Following its completion on March 28, 2015, improved express bus service began between Waterbury station to Hartford via the CTfastrak busway, servicing the communities of Southington and Cheshire using this partially grade-separated route.

==Station layout==
The current station is a large platform near the old one, a 1909 brick edifice known for its distinctive clock tower and which is the focal point of Waterbury's skyline. The old station is now the offices of the Republican-American, Waterbury's daily newspaper. The modern station has one high-level side platform to the east of the tracks long enough for one and a half train cars to receive and discharge passengers. The platform has a roof that covers it. A Metro-North siding is located just south of the station. The siding was once track one, directly adjacent to the old station. A section of the track was removed, and the parking lot built in its place. There is also a small coach yard to the west of the station.

The station is owned and operated by the Connecticut Department of Transportation, but Metro-North is responsible for maintaining platform lighting as well as trash and snow removal. Parking is first-come, first-serve and operated by the city of Waterbury.

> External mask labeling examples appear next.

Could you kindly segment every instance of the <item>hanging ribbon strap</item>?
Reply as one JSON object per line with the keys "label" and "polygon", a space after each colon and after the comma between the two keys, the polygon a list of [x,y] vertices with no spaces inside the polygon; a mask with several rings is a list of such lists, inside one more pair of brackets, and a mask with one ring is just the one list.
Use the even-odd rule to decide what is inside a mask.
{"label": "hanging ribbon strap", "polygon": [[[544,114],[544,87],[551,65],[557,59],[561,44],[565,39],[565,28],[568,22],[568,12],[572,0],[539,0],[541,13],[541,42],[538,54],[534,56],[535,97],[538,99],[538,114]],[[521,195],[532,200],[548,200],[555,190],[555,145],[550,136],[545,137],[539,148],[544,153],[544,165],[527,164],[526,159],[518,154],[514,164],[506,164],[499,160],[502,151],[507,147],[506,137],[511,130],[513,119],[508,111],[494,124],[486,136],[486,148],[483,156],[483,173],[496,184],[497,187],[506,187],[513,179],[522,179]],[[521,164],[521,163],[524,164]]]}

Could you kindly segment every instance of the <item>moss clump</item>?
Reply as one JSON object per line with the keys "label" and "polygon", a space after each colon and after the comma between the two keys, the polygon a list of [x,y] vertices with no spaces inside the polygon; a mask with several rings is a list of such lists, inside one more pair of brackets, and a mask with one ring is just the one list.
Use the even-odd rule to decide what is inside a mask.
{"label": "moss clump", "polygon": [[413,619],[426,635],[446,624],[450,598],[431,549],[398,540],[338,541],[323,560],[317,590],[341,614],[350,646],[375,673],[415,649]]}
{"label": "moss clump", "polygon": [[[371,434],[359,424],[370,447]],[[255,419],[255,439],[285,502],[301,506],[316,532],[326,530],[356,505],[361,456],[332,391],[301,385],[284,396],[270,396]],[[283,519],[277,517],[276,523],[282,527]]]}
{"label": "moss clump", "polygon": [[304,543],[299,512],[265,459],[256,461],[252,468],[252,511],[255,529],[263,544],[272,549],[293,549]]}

In November 2021, Governor Ned Lamont indicated plans to reconstruct the five non-accessible Waterbury Branch stations. By late 2024, the state also planned to replace the existing platform at Waterbury and add a waiting room in the station building. It was expected to cost $17 million for the platform and $3 million for the waiting room. Construction began in October 2025; the new platform is expected to be open in September 2027, with the project fully complete in May 2028. Expected cost is $27.7 million for the platform and $11.3 million for the waiting room. The platform will be 350 feet long with a canopy over its full length.
 Buses will replace rail service from July 20, 2026, to May 31, 2027, to allow construction at the intermediate stations to take place.